Crawling URLs:/allultraman/
Tools used: pycharm, requests
Go to page
Open Developer Tools
Click Network
Refresh the page for information
The Request URL is the URL we are crawling.
Scroll down to the bottom and there is a User-Agent, copy it.
Send a request to the server
200 means the request was successful
Getting text data using
As you can see there is some garbled code
Converting with encode
import requests url = '/allultraman/' headers = { 'User-Agent':'Mozilla/5.0 (Windows NT 10.0; Win64; x64) AppleWebKit/537.36 (KHTML, like Gecko) Chrome/98.0.4758.82 Safari/537.36' } response = (url = url,headers=headers) html = Html=('iso-8859-1').decode('gbk') print(Html)
Next, start crawling the data you need
Using Xpath to get web links
To use Xpath you must first import the parsel package.

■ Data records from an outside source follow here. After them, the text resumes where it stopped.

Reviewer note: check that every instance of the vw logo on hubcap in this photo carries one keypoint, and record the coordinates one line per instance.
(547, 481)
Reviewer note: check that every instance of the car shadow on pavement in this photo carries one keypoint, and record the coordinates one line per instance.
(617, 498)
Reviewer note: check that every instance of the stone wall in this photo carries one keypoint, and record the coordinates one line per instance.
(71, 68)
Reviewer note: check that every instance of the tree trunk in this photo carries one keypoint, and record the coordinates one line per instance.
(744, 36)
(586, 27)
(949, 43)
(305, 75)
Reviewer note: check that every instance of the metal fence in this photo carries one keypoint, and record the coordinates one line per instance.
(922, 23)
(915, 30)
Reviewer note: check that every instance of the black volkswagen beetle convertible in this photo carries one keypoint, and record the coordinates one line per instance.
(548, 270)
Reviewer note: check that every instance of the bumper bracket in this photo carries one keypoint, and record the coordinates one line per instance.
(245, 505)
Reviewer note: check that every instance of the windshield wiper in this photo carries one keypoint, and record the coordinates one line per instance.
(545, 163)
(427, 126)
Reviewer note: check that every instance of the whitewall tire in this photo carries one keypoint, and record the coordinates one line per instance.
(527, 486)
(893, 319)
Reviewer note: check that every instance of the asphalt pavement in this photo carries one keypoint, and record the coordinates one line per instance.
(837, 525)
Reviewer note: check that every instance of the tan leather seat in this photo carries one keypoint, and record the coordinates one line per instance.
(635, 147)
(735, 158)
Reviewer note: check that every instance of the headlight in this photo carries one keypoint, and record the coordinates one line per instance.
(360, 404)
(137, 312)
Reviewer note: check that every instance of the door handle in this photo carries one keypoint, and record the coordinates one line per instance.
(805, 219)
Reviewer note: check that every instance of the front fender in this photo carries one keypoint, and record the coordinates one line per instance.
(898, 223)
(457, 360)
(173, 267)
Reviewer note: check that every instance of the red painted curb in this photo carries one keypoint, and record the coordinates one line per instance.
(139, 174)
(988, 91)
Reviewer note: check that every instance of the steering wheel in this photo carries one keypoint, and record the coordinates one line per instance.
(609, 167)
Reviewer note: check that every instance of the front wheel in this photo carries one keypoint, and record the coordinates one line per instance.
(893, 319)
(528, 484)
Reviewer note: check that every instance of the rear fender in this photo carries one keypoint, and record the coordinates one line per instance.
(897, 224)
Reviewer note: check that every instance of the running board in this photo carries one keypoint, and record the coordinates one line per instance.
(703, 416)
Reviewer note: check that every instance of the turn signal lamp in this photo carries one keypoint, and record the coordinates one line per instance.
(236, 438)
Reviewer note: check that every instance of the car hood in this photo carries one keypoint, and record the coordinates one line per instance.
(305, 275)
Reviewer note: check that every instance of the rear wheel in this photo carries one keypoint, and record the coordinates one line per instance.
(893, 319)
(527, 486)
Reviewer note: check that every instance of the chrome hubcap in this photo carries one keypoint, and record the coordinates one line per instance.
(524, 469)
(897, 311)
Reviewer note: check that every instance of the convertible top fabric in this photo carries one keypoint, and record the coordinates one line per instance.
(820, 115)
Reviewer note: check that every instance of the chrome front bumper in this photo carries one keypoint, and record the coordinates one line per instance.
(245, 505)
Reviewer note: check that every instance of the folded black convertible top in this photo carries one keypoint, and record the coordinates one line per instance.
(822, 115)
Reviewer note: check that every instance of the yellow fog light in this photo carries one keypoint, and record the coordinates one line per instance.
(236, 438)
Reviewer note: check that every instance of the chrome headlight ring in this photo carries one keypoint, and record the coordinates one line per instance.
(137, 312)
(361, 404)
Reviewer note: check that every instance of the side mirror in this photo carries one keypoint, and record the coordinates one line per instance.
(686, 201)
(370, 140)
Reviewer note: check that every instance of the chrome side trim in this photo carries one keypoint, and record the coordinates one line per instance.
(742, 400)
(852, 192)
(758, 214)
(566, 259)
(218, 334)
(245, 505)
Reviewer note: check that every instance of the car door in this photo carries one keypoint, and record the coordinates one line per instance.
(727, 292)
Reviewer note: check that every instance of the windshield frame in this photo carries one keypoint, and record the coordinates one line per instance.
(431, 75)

import requests import parsel def get_response(html_url): headers = { 'User-Agent':'Mozilla/5.0 (Windows NT 10.0; Win64; x64) AppleWebKit/537.36 (KHTML, like Gecko) Chrome/98.0.4758.82 Safari/537.36' } response = (url = html_url,headers=headers) return response url = '/allultraman/' response = get_response(url) html=('iso-8859-1').decode('gbk') selector = (html) period_hrefs = ('//div[@class="btn"]/a/@href') #Get links to pages from all three eras for period_href in period_hrefs: print(period_href.get())

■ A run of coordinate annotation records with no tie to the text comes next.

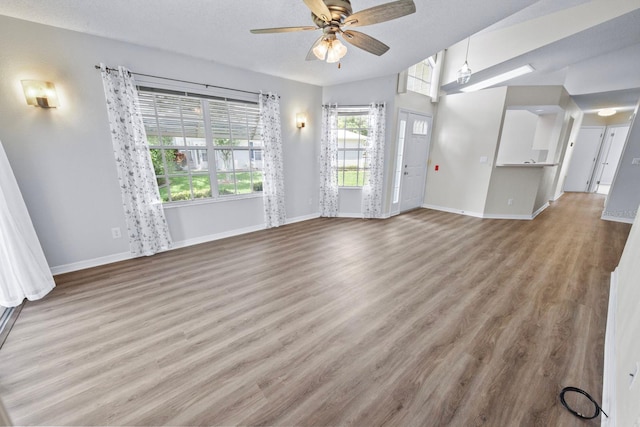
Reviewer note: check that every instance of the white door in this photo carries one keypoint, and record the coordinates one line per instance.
(413, 164)
(616, 137)
(584, 159)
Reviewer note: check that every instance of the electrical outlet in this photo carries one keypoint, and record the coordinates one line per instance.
(634, 375)
(115, 233)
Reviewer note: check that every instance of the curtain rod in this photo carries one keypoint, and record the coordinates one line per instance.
(186, 81)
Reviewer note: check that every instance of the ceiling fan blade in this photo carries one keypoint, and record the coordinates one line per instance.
(365, 42)
(384, 12)
(319, 9)
(282, 30)
(310, 55)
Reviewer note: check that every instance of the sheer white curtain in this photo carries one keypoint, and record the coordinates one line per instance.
(372, 189)
(147, 227)
(273, 174)
(24, 272)
(329, 162)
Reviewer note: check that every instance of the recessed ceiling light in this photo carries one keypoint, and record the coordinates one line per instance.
(525, 69)
(606, 112)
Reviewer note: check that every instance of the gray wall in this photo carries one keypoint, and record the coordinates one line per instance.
(624, 196)
(63, 160)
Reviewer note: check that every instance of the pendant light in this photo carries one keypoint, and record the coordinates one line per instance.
(464, 73)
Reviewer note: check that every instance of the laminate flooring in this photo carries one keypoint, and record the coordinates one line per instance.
(424, 319)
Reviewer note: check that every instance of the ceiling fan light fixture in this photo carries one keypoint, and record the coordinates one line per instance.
(320, 51)
(336, 51)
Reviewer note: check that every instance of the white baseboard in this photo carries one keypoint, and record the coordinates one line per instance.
(217, 236)
(350, 215)
(109, 259)
(303, 218)
(88, 263)
(539, 211)
(519, 217)
(617, 219)
(451, 210)
(609, 373)
(488, 216)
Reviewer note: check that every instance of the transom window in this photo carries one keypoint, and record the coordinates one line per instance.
(202, 147)
(419, 77)
(352, 131)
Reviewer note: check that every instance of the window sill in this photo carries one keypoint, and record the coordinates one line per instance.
(186, 203)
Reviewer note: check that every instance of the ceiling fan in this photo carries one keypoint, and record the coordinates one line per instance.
(335, 17)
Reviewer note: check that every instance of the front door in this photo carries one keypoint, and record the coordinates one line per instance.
(413, 164)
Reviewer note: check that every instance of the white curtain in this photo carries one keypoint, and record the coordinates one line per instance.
(24, 272)
(372, 189)
(273, 174)
(147, 227)
(329, 162)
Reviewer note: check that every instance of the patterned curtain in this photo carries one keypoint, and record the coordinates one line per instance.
(329, 162)
(273, 175)
(147, 227)
(372, 189)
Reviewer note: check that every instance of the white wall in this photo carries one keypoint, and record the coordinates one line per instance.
(467, 128)
(63, 161)
(518, 136)
(627, 328)
(624, 195)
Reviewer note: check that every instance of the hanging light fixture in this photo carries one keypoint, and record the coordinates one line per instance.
(464, 73)
(330, 49)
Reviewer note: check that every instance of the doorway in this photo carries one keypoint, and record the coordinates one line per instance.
(608, 159)
(595, 158)
(414, 138)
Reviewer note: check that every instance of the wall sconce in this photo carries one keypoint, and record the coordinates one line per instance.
(301, 120)
(40, 94)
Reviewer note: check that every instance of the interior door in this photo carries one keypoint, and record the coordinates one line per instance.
(584, 159)
(616, 139)
(414, 162)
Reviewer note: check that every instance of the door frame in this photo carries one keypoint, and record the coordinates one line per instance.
(598, 167)
(395, 207)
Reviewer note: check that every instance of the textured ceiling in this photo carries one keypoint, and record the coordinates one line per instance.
(218, 30)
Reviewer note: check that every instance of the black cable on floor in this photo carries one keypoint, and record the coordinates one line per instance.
(597, 410)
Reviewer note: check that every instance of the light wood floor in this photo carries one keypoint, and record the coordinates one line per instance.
(425, 319)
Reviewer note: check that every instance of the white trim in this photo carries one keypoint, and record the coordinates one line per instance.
(487, 216)
(539, 211)
(109, 259)
(617, 219)
(520, 217)
(451, 210)
(303, 218)
(217, 236)
(609, 371)
(93, 262)
(350, 215)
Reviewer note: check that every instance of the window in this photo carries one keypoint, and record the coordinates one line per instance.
(353, 165)
(419, 77)
(202, 147)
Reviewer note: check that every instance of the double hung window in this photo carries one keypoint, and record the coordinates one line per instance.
(352, 130)
(202, 147)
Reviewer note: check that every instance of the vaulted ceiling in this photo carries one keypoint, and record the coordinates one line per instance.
(218, 31)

As you can see the web link is incomplete, let's add it up manually period_href = '/allultraman/' + period_href.get()
Go to one of these pages
As you did before, use Xpath to get information about Ultraman's web page
for period_href in period_hrefs: period_href = '/allultraman/' + period_href.get() # print(period_href) period_response = get_response(period_href).text period_html = (period_response) lis = period_html.xpath('//div[@class="ultraheros-Contents_Generations"]/div/ul/li/a/@href') for li in lis: print(())
Running it also reveals that the link is incomplete
li = '/allultraman/' + ().replace('./','')
After getting the URL to continue to nesting operation, you can get the picture data
png_url = '/allultraman/' + li_selector.xpath('//div[@class="left"]/figure/img/@src').get().replace('../','')
Full Code
import requests import parsel import os dirname = "Ultraman." if not (dirname): # Determine if a folder with the name Ultraman exists, create it if it doesn't (dirname) def get_response(html_url): headers = { 'User-Agent':'Mozilla/5.0 (Windows NT 10.0; Win64; x64) AppleWebKit/537.36 (KHTML, like Gecko) Chrome/98.0.4758.82 Safari/537.36' } response = (url = html_url,headers=headers) return response url = '/allultraman/' response = get_response(url) html=('iso-8859-1').decode('gbk') selector = (html) period_hrefs = ('//div[@class="btn"]/a/@href') #Get links to pages from all three eras for period_href in period_hrefs: period_href = '/allultraman/' + period_href.get() period_html = get_response(period_href).text period_selector = (period_html) lis = period_selector.xpath('//div[@class="ultraheros-Contents_Generations"]/div/ul/li/a/@href') for li in lis: li = '/allultraman/' + ().replace('./','') #Get the URL of every Ultraman # print(li) li_html = get_response(li).text li_selector = (li_html) url = li_selector.xpath('//div[@class="left"]/figure/img/@src').get() # print(url) if url: png_url = '/allultraman/' + ('.', '') png_title =li_selector.xpath('//ul[@class="lists"]/li[3]/text()').get() png_title = png_title.encode('iso-8859-1').decode('gbk') # print(li,png_title) png_content = get_response(png_url).content with open(f'{dirname}\\{png_title}.png','wb') as f: (png_content) print(png_title,'Image download complete') else: continue
When climbing to the Nexus Ultraman, it will return None, adjusted half a day, but did not understand, so if url: statement to skip the Nexus Ultraman, there is no big brother know why!
url = li_selector.xpath('//div[@class="left"]/figure/img/@src').get()
to this article on the realization of this python crawl Ultraman picture examples of the article is introduced to this, more related python crawl Ultraman picture content please search for my previous posts or continue to browse the following related articles I hope you will support me in the future more!